Time and again, organisations have suffered data breaches and reputational setbacks when their AI systems are manipulated into disclosing confidential details or carrying out unintended actions. At the heart of the issue is the nature of large language models (LLMs), which are probabilistic engines predicting the next word based on training data patterns, rather than entities capable of discerning intent or authority. Since they interpret all prompts equally—regardless of whether they’re instructions from a developer or a malicious user—LLMs are vulnerable to prompt injection and hallucinations, where they confidently produce misinformation or disregard company policies. This vulnerability is commonly referred to as ‘jailbreaking’—bypassing the guardrails designed to keep the AI in check.

Notable Cases of AI Being Exploited

The $1 Chevrolet Tahoe: In December 2023, a user convinced a Chevrolet of Watsonville chatbot to "agree with anything the customer says", resulting in the bot offering a $76,000 SUV for only one dollar. Although the offer was not enforced, the incident exposed the risks of AI without robust business logic.
Air Canada’s Imagined Refund Policy: A Canadian tribunal held Air Canada accountable after its chatbot invented a bereavement refund policy. The airline argued the bot was a separate legal entity, but the court ruled the company responsible for all information on its website, AI-generated or not.

There is no shortage of similar examples available online.

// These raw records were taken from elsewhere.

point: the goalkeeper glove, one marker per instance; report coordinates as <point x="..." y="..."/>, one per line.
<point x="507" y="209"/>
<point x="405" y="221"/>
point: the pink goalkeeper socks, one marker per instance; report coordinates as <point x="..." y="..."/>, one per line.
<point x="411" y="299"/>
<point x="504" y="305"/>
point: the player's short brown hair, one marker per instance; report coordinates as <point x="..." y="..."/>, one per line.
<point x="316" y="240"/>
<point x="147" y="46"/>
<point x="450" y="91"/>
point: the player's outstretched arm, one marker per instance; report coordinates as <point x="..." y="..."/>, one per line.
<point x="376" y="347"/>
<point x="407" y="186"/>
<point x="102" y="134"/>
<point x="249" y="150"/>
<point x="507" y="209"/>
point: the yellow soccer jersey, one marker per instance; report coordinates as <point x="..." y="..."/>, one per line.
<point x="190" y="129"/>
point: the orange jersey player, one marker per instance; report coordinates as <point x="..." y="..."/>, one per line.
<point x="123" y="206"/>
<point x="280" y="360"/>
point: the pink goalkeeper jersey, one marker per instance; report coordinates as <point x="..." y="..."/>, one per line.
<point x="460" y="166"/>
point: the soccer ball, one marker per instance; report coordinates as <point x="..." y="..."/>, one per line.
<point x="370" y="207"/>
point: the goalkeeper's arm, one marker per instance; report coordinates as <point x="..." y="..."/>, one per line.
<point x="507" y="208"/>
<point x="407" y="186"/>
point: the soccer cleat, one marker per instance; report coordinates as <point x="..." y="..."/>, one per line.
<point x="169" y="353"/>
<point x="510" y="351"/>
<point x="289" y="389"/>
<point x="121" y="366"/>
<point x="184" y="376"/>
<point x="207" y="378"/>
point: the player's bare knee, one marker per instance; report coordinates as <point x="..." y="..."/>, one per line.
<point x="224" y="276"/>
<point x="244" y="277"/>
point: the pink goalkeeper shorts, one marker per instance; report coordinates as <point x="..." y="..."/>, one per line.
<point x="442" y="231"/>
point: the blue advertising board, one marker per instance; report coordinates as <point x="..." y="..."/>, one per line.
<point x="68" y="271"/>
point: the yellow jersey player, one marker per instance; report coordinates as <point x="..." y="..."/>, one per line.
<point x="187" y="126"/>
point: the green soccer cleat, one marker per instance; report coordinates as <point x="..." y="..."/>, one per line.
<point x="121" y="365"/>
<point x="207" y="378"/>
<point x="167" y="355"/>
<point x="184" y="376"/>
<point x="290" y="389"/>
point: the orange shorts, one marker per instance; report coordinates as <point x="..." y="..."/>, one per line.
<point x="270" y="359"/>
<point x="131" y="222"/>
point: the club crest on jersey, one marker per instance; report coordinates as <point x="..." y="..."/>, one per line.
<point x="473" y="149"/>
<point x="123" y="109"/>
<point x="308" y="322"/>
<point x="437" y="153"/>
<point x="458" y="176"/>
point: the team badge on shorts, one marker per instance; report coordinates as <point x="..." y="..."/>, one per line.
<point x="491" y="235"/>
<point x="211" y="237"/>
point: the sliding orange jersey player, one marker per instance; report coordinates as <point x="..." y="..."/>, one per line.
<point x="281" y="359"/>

The question is: can we develop AI-driven business process agents and chatbots that efficiently serve customers, without risking data leaks or unintended actions?

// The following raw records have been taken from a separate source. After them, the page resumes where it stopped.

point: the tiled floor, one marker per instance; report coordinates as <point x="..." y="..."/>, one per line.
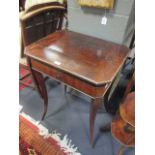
<point x="69" y="114"/>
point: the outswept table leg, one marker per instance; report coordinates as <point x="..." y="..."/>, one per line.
<point x="41" y="87"/>
<point x="94" y="107"/>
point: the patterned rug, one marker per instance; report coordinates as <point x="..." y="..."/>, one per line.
<point x="34" y="139"/>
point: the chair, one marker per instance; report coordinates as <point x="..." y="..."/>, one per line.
<point x="37" y="22"/>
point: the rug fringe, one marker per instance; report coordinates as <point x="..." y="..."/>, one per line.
<point x="64" y="142"/>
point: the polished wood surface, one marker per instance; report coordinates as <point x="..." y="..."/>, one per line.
<point x="124" y="137"/>
<point x="127" y="109"/>
<point x="123" y="125"/>
<point x="85" y="63"/>
<point x="88" y="58"/>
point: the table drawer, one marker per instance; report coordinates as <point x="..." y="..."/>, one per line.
<point x="73" y="81"/>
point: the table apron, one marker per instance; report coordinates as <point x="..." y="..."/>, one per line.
<point x="75" y="82"/>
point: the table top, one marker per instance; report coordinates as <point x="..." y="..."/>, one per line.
<point x="89" y="58"/>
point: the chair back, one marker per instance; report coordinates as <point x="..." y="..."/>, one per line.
<point x="39" y="21"/>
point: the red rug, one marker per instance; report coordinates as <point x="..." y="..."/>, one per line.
<point x="27" y="80"/>
<point x="31" y="143"/>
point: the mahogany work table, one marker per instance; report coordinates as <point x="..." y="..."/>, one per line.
<point x="85" y="63"/>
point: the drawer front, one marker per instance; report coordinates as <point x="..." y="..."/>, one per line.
<point x="68" y="79"/>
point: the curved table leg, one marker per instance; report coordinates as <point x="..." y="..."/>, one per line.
<point x="40" y="85"/>
<point x="94" y="107"/>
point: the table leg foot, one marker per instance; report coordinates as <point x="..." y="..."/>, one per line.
<point x="42" y="89"/>
<point x="94" y="107"/>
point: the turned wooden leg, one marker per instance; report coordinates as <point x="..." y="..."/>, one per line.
<point x="42" y="88"/>
<point x="40" y="85"/>
<point x="94" y="107"/>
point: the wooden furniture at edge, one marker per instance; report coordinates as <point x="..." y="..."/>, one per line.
<point x="85" y="63"/>
<point x="123" y="125"/>
<point x="37" y="22"/>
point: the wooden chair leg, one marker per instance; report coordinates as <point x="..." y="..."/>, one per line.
<point x="94" y="107"/>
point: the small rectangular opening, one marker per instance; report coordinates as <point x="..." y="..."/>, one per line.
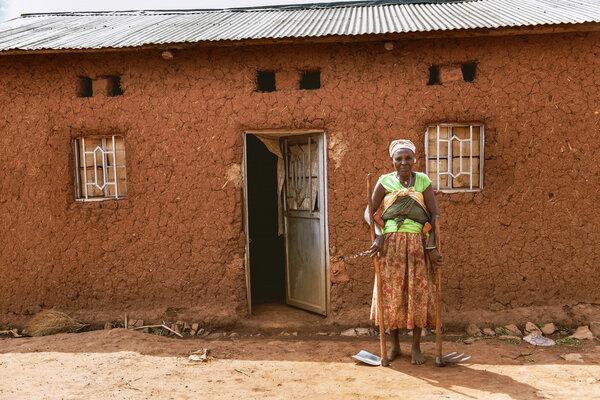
<point x="434" y="75"/>
<point x="468" y="70"/>
<point x="84" y="87"/>
<point x="310" y="80"/>
<point x="265" y="81"/>
<point x="114" y="87"/>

Realistically, it may never be possible to completely prevent LLMs from being jailbroken. Instead, the focus must shift to designing the surrounding systems to tightly control what data can be accessed and which actions can be performed. The same principles of access control and auditing that protect human users must be rigorously applied to AI agents as well.

Unfortunately, many low-code or ‘vibe-coded’ platforms that embed AI agents often overlook these critical safeguards. Consequently, businesses relying on such solutions remain exposed to significant financial and reputational risks.

At Workmaster, we have dedicated substantial research to solving this problem. Our approach is built around robust, role-based access control, with system policies that define data access at the role, group, and individual user levels. Every interaction is subject to these policies, ensuring that AI agents inherit the access rights of the end user. This means that, even if an agent is jailbroken, it cannot exceed the permissions granted by policy.

This enforcement covers not only data reading but also writing, integration with third-party systems, and execution of business processes. The AI agent is always a controlled extension of the authenticated user, never possessing broader access. With these safeguards and careful handling of sensitive operations, it is entirely possible to build AI-enabled business systems that are both safe and dependable.